74-Year-Old CNRP Defendant Struggles to Recall Private Call at Trial

3 min read
Authorities and protesters gathered near the Phnom Penh Municipal Court on December 21, 2020. (Va Sopheanut/VOD)

A private phone conversation in which two former opposition officials in Battambang province allegedly spoke of Prime Minister Hun Sen’s death was the focus of an incitement trial at the Phnom Penh Municipal Court on Monday.

Ouk Chhum, 74, and Lous Chenglay, 51, who were arrested in July, stood trial in a case in which CNRP co-founder Sam Rainsy, activist monk But Buntenh and former party youth activist Tun Bunthan were also charged in absentia.

Chhum, a former commune chief, appeared unsteady in his orange prison clothes as he faced questioning, repeatedly pressing his hands into his temples.

Judge Ros Piseth asked whether he had been in communication with Rainsy, Buntenh and Bunthan, and whether he knew how to use YouTube and Facebook.

Piseth also asked about a conversation Chhum allegedly had with Chenglay in July, in which they referred to Hun Sen “dying without a coffin” and his wife “starving to death.”

“This was your answer, wasn’t it?” the judge asked, referring to prior questioning by police and investigating judges.

Prosecutor Seng Hieng asked the former commune chief whether Chenglay had laughed when he spoke to him about Hun Sen.

Chhum, however, said he couldn’t remember the conversation.

“I have difficulty remembering, and I feel very upside down,” he said. “I have not talked to anybody … and I do not know how to use Facebook and YouTube.”

“The network has been broken up and I have not done any activities,” Chhum said of any ongoing involvement with the CNRP. The country’s main opposition party was banned in 2017, a widely criticized move that was followed by the arrests of dozens of former party members continuing to show support.

Chhum said he was now just a farmer. “I don’t have enough to support the family.
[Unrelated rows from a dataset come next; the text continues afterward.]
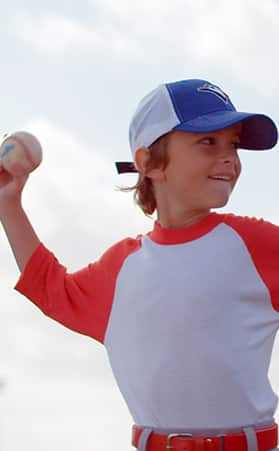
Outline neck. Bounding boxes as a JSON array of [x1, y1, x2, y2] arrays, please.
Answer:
[[157, 209, 210, 229]]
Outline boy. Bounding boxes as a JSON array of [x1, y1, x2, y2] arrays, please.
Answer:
[[0, 80, 279, 451]]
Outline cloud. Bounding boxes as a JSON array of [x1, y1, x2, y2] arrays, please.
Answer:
[[18, 118, 152, 268], [13, 13, 143, 57], [13, 0, 279, 96]]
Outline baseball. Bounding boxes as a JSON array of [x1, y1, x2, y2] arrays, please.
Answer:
[[0, 131, 42, 177]]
I have not contacted anybody.”

The judge allowed him to take a short break outside the courtroom after seeing him struggle.

Chenglay, a former district party chief, in turn also kept up a series of denials, saying he too did not know how to use Facebook or YouTube, did not know Buntenh, and had only heard the word “Hun Sen” and little else when he spoke to Chhum because the connection was bad.

Defense lawyer Lor Chunthy said after the morning trial that authorities had yet to disclose how they claimed to know the content of the private conversation.

“The conversation was between two people … how could other people know it?” Chunthy asked. No audio recording was presented in court, he noted.

Hun Sen has this year boasted of having spies in Zoom calls and Facebook and Telegram groups.

Meanwhile, Rainsy was charged for a social media post calling on people to cease microloan repayments, Buntenh for criticizing the country’s chief monk, and Bunthan for posting about other various political issues on Facebook, the lawyer said.

About 50 people gathered outside the courthouse on Monday to protest the detentions.

A verdict is due on December 30. Incitement to disturb social security carries a potential jail sentence of six months to two years.